The footpath makes an ascending traverse to claim the top of the divide. All the country to the east is property of the Tohono O’odham Nation. The slope dives to the floor of the Barajita Valley and a couple of dusty tracks can be seen crossing to the Gu Vo Hills.
Stay on the sanctioned trail as it moves east to bypass the false summit and a problematic outcrop. The mountaintop comes into view at 3.8 miles. It is great fun climbing the summit block. Follow the path as it wanders skyward on breccia, a volcanic conglomerate with large chunks of random rock picked up by flowing lava. Everything gets cemented together to form new rock as it cools.
Crest the peak at 4.25 miles. The prominence is a linear series of breccia mounds waiting for exploration. The summit register is located inside an enormous metal box. There are various structures scattered all over for one purpose or another which detracts from the natural order. Soaring ravens and raptors will remind you that you are in wild country.
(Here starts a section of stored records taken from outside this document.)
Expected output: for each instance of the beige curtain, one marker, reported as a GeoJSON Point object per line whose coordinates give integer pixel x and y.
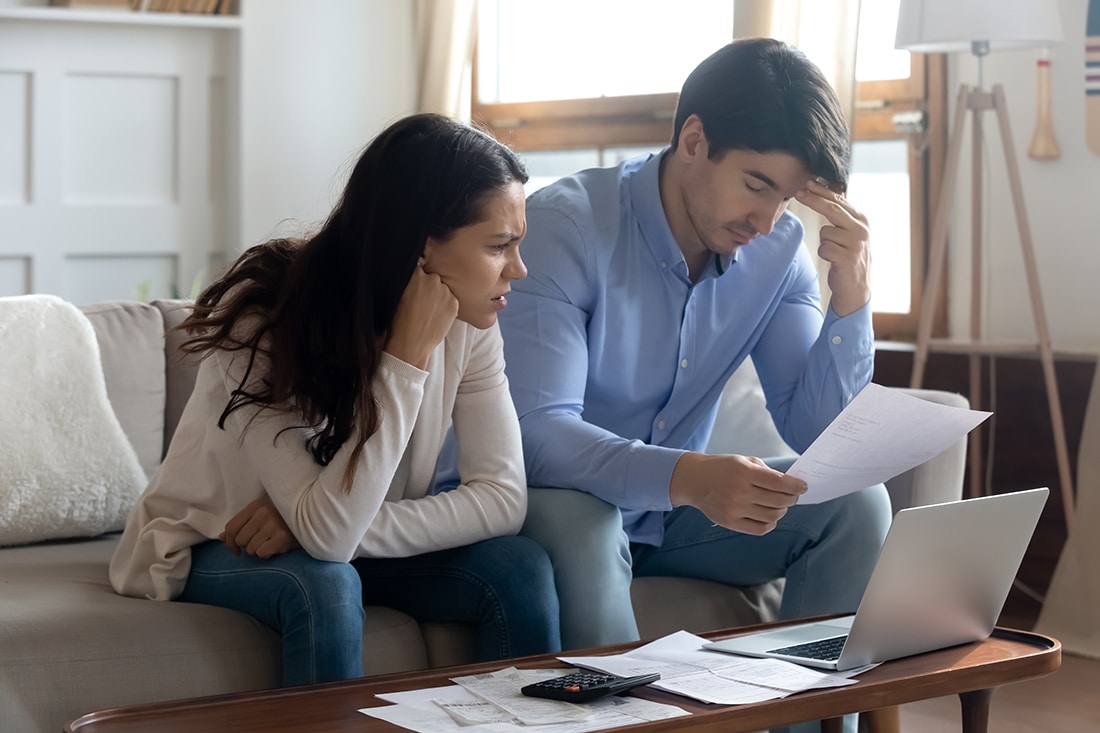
{"type": "Point", "coordinates": [825, 31]}
{"type": "Point", "coordinates": [444, 39]}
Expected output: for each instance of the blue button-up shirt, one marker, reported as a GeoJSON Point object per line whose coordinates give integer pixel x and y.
{"type": "Point", "coordinates": [617, 360]}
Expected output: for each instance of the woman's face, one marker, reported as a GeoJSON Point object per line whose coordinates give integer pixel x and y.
{"type": "Point", "coordinates": [479, 262]}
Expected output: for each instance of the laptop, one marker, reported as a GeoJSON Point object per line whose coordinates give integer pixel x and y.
{"type": "Point", "coordinates": [942, 579]}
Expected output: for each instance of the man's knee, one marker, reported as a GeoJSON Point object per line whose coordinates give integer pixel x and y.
{"type": "Point", "coordinates": [574, 522]}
Over 270 birds have been identified at Organ Pipe.
The vista is unparalleled from the highest eminence in the 517-square-mile park. To the west, you can pick out our route, Ajo Mountain Drive, Twin Peaks Campground, the Diablo Mountains and other prominent peaks within the monument. The town of Sonoyta, Mexico is 13 miles southwest as the crow flies.
Walk a few paces north to see the free-standing, cube-shaped monolith Montezuma’s Head, named in honor of the ancient O’odham deity, I’itoi. The Santa Catalina Mountains rise above Tucson, and Baboquivari Peak claims landmark status throughout southern Arizona.
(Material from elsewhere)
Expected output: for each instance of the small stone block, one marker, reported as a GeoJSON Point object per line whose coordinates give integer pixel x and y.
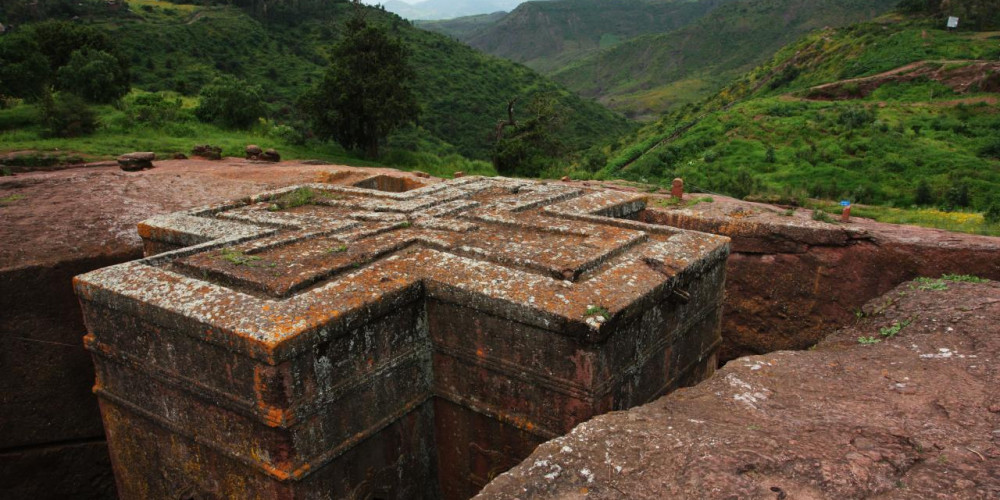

Estes Canyon TrailRetrace your steps to the Estes Canyon Trail and turn right. It adds a half mile but enriches the experience. The beautifully crafted path switchbacks to the canyon floor. It is mostly flat from here to the trailhead. Walk through a lush arboretum of Sonoran plants.
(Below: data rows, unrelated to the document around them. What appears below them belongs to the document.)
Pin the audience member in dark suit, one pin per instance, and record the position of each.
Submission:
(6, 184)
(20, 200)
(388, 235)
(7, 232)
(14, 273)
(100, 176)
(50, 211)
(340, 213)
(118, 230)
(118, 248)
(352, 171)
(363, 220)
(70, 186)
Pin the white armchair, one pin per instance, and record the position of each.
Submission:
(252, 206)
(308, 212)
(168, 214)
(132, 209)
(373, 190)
Twenty-six cactus species live in Organ Pipe. By April, the cholla and ocotillo will be blooming. Wait until May for organ pipe, saguaro and Engelmann pricklypear. It might be July before the barrels start blossoming, but by then it is impossibly hot.
Little curled up brown balls of innocuous spikemoss border the trail. After a soaking rain, this groundcover aptly named resurrection plant turns a moist vibrant green. Likewise, throughout this magnificent hike, I felt like I’d died and gone to heaven.